Il cuore della narrazione ruota attorno all'incontro tra Matilde e Key, un bambino appena iscritto alla classe che diventa immediatamente bersaglio di atteggiamenti discriminatori. Attraverso questa relazione, il romanzo sviluppa una profonda riflessione sul significato dell'insegnare e sulla necessità di proteggere chi si trova in posizioni di vulnerabilità. Il titolo stesso, che rimanda al filosofo Ludwig Wittgenstein, funziona come chiave interpretativa per indagare il rapporto tra autorità, processo formativo e dovere morale degli adulti verso le nuove generazioni.

I temi affrontati nel libro includono le conseguenze durature dei traumi infantili, le manifestazioni del bullismo scolastico in contesti urbani contemporanei e la riflessione su cosa significhi davvero educare nel presente. Lerro costruisce una narrativa che non si limita a descrivere i sintomi della sofferenza giovanile, ma interroga le responsabilità collettive e individuali di chi dovrebbe rappresentare un punto di riferimento stabile durante gli anni formative.

Lucrezia Lerro è una figura consolidata nel panorama letterario italiano. Ha esordito giovanissima come narratrice e nel corso degli anni ha sviluppato una cifra stilistica riconoscibile focalizzata sull'identità, l'universo infantile e le dinamiche relazionali.

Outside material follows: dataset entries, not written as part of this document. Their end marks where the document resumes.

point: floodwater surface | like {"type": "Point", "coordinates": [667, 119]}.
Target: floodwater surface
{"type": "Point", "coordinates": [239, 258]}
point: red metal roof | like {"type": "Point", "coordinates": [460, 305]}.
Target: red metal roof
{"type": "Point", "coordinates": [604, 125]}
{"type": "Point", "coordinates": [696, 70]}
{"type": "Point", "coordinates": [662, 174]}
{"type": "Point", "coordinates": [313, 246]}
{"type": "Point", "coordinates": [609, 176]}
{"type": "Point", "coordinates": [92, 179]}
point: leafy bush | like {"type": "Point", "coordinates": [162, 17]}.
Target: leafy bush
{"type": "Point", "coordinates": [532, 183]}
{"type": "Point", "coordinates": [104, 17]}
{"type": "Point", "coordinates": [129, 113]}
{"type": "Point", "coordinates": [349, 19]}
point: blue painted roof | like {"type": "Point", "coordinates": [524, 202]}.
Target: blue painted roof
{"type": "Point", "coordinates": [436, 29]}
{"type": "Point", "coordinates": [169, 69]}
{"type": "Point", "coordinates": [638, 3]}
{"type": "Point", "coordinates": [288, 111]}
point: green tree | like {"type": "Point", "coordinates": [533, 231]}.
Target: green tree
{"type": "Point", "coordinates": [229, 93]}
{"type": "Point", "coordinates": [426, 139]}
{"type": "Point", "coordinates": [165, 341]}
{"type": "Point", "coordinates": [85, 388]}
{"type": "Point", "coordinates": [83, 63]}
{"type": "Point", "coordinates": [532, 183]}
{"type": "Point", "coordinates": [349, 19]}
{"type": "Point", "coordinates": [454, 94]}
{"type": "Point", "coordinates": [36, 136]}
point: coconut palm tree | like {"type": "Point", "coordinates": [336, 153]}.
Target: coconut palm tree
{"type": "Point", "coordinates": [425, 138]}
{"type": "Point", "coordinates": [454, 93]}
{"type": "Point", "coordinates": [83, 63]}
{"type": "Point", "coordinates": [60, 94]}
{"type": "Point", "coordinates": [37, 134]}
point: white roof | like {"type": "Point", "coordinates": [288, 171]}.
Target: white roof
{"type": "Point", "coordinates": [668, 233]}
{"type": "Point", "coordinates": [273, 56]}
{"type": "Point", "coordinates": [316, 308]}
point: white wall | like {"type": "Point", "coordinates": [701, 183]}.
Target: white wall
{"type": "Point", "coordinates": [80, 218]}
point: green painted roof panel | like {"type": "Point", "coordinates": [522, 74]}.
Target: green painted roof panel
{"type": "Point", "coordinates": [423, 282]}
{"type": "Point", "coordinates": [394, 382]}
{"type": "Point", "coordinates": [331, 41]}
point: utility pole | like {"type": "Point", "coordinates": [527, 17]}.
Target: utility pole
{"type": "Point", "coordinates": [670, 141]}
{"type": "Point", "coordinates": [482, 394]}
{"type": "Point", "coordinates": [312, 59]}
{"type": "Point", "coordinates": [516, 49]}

Il suo catalogo comprende titoli quali 'Certi giorni sono felice', 'Il rimedio perfetto', 'La più bella del mondo', 'La bambina che disegnava cuori', 'Il sangue matto', 'Gli uomini che fanno piangere' e 'Se osi parlare'. Oltre alla prosa, ha pubblicato diverse raccolte poetiche e collaborato come voce narrante nei film dei registi Yervant Gianikian e Angela Ricci Lucchi, alcuni dei quali presentati alla Mostra internazionale di Venezia.

Per presentare il progetto al pubblico, l'autrice sarà presente a Milano il 26 marzo alle 18.30 presso la libreria Mondadori del Duomo, dove parteciperà a una conversazione con lo psicoanalista Massimo Recalcati e lo stesso Gianikian. L'evento rappresenta un'occasione per approfondire le questioni sollevate dal romanzo con personalità di rilievo nel panorama culturale italiano.